We will take advantage of the following fact about store-synchronous operations:  If say two threads run the operations "VarX := ValueA;" and "VarX := ValueB;" concurrently, after they are both finished, the (shared) variable VarX will have a well-defined value that is either ValueA or ValueB, and that value not change until a new write to VarX is performed.

Simpleminded implementation of mutex lock and unlock that Fails,  ... and why:
 

typedef boolean Mutex;
// Mutex M==0 means it is unlocked, M==1 means it is locked
lock( Mutex *M )
{
    while( *M != 0 /*operation 1*/ )
        /*do nothing*/  ;
    *M = 1 /*operation 2*/ ;
    return /*operation 4*/ ;
}
unlock( Mutex *M )
{
    *M = 0; /*operation 3*/
}

Suppose thread A runs:  lock(&M); critical_region_A; unlock(&M);
and thread B runs: lock(&M); critical_region_B; unlock(&M);

The expected interleaving is:
(A1)(A2)(B1)(B1)(B1)...(B1)(A4) critical_region_A operations interleaved with (B1)s (A3)(B1)(B2) critical_region_B (B3)

However, the scheduler might choose to run thread B right after test (A1) causes thread A's next step to be (A2):
(A1)(B1)(B2)(B4)some critical_region B ops(A2)(A4) critical region A and B running CONCURRENTLY(BAD!!)....

What happened: In between the time thread A tested *M!=0 finding it false and the time A set *M to 1, thread B was scheduled and ALSO ran *M!=0 finding it false!! Hence, BOTH threads "think" the mutex is unlocked.

(This discussion formalises the remarks under Lock Variables, page 104.)

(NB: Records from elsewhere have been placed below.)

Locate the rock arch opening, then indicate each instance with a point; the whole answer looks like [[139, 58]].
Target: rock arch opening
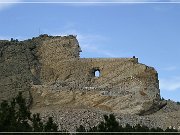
[[96, 72]]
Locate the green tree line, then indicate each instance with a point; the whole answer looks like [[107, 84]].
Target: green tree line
[[16, 117]]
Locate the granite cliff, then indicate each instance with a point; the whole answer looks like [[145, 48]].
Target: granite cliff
[[54, 79]]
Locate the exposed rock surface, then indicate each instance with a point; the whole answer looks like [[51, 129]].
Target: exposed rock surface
[[51, 75]]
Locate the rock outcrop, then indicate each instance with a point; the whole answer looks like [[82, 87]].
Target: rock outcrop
[[51, 74]]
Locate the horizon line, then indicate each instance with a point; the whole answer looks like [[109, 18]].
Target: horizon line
[[92, 2]]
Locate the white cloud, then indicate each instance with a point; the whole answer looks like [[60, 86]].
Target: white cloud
[[7, 3], [99, 1], [170, 84]]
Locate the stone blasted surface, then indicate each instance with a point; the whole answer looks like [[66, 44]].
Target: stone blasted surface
[[52, 76]]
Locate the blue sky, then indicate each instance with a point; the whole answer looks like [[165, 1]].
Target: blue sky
[[149, 31]]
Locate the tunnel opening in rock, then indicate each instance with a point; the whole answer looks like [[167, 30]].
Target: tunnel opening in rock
[[96, 72]]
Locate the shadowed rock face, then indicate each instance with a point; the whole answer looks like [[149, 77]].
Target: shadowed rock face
[[49, 70]]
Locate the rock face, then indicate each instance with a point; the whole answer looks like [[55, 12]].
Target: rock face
[[49, 70], [52, 76]]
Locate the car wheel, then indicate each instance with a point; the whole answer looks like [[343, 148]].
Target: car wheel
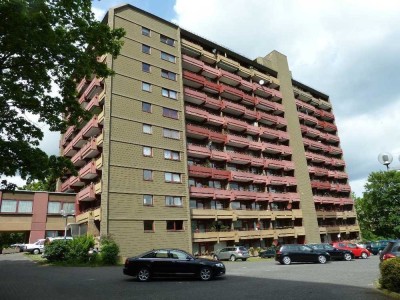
[[347, 256], [321, 259], [205, 274], [286, 260], [143, 275]]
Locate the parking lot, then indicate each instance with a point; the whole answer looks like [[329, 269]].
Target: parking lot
[[257, 279]]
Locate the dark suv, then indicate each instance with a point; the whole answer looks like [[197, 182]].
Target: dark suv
[[376, 247], [392, 250]]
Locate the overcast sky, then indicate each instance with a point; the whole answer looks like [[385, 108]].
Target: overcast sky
[[348, 50]]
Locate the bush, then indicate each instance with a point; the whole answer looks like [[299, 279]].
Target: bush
[[109, 250], [390, 275], [56, 251]]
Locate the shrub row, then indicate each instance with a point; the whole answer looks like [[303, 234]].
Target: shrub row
[[80, 251], [390, 275]]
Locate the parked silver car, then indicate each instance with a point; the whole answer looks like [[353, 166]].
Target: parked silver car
[[232, 253]]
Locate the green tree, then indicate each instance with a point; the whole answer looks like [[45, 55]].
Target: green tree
[[378, 211], [45, 43]]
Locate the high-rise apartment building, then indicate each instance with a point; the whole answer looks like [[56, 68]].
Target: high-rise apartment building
[[194, 146]]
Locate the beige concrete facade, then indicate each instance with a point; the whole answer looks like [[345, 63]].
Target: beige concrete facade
[[254, 155]]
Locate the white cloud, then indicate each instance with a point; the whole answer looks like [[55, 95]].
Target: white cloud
[[346, 49]]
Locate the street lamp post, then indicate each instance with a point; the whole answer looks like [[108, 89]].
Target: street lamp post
[[386, 159], [65, 215]]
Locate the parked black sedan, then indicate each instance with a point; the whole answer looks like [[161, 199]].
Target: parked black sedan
[[171, 262], [300, 253], [336, 254]]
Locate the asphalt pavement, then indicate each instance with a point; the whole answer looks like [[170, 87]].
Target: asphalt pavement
[[21, 278]]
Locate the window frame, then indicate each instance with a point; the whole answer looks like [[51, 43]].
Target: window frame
[[147, 172]]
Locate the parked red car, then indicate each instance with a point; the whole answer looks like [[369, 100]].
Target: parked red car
[[357, 251]]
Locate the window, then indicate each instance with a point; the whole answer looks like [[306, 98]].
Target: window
[[173, 201], [174, 225], [145, 67], [146, 107], [166, 40], [146, 87], [147, 200], [147, 129], [147, 175], [170, 113], [69, 208], [172, 177], [168, 75], [9, 206], [146, 49], [148, 226], [146, 31], [25, 206], [169, 93], [147, 151], [170, 133], [173, 155], [168, 57], [54, 207]]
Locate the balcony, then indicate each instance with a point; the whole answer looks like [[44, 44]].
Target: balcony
[[191, 64], [94, 88], [201, 192], [227, 64], [91, 128], [78, 160], [246, 85], [193, 80], [232, 108], [194, 96], [197, 132], [229, 78], [305, 107], [89, 171], [199, 171], [302, 95], [98, 188], [239, 158], [190, 48], [208, 57], [99, 163], [241, 176], [210, 72], [216, 137], [198, 151], [308, 120], [99, 140], [213, 103], [235, 124], [82, 86], [93, 106], [211, 87], [326, 115], [269, 106], [90, 150], [196, 114], [230, 92], [87, 194], [248, 100], [219, 155]]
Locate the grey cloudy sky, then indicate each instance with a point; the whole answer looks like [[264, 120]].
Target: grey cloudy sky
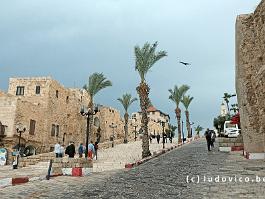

We will see how "strict alternation" maintains condition 1 at the expense of condition 3.

We will see that careful usage of essentially 3 variables enables Peterson's solution to achieve mutual exclusion without alternation in a system that merely has synchronous store operations.

Way 3: Use special atomic "test-and-set", "compare-and-exchange" etc. built into modern computer instruction sets to help OS writers implement synchronization
These instructions or particular sequences of instructions (for example, "lock;" followed by "cmpxhg" in the IA-32) do make 2 or more memory accesses but make the hardware prevent any concurrent access to the targeted memory locations between them. See the textbooks for information on how to use them.
Closing Remark Higher level synchronization functions (mutex locks, semaphores, monitors, wait queues) are typically provided in modern systems. They are provided for user level processes and threads by system call libraries; or by language features of interpreted languages like Java. Similar (but not THE SAME) functions are provided INSIDE OS kernels for use by other kernel code. They are used 2 ways: (1) To provide synchronization and mutual exclusion for the operation of the kernel. (2) To enable kernel programmers to implement the synchronization system calls called from the above libraries. These kernel functions will then be IMPLEMENTED with some of the 3 ways of doing low level synchronization described above. The kernel will also use store synchronous variables or special atomic synchronization instructions within spin locks that provide practical short intervals of mutual exclusion between kernel threads both on the same and on separate processors.